In my work on Clonal Hematopoiesis (CH) and Mosaic Chromosomal Alterations (mCAs), I see something more complex than just cancer risk. I see a "Genetic Sandbox" where aging clones expand by out-competing their neighbors for resources. This is somatic greed. Our current funding models assume that if we just fix the cells, the human—and their inherent drive to create, cooperate, and persist—will stay intact.

The problem is that human psychology is built on an existential deadline.

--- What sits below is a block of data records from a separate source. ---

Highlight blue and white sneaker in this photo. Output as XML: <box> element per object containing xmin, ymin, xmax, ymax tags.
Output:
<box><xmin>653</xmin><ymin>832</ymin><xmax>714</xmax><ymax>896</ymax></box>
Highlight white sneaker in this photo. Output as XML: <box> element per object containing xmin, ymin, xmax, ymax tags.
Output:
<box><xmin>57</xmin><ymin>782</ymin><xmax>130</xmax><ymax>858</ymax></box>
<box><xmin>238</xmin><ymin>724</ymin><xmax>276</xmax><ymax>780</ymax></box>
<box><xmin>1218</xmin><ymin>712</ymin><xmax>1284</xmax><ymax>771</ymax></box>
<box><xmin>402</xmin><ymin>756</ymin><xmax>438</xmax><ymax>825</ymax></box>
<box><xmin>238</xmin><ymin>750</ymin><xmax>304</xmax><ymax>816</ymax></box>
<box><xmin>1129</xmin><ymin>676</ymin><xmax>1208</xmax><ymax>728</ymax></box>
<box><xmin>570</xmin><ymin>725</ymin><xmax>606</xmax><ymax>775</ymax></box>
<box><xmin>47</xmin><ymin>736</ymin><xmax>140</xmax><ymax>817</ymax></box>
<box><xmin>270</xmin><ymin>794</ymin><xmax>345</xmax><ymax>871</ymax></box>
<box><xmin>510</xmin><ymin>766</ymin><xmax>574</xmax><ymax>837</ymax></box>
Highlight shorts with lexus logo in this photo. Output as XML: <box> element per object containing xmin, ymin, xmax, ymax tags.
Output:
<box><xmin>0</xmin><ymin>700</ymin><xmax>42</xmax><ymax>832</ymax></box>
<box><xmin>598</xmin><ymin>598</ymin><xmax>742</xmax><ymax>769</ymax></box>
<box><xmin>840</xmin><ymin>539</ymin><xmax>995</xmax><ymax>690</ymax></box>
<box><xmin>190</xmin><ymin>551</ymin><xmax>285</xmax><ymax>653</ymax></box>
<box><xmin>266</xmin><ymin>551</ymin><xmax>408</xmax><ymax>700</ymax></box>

Our culture and social cohesion are essentially the "macro" versions of the selective pressures that keep somatic clones in check during our reproductive years. If we remove that death horizon without understanding how mCAs act as "entropy tags" for non-cell-autonomous aging, we aren't just extending life; we're subsidizing a state of permanent psychological and biological stagnation.

Why aren’t we funding the Neuro-Mosaic Interface? We need to understand how the brain’s motivation centers respond to the systemic "noise" generated by clonal expansion in the periphery. If the "self" is a ship of Theseus, we’ve become so obsessed with the quality of the new planks that we haven't noticed the navigator has stopped looking at the stars.

What does a "generative" cell look like in a body that no longer feels the pressure of time?

We need a massive pivot in funding toward Inter-generational Continuity Biology. It shouldn't just be about how we live forever, but how we maintain the selective pressure for altruism and meaning in a post-mortality genome. If you’re working on the crosstalk between m6A-driven proteostasis and the psychological "deadline signal," let’s collaborate. We’re currently building a high-fidelity chassis for a driver who has no reason to put the car in gear.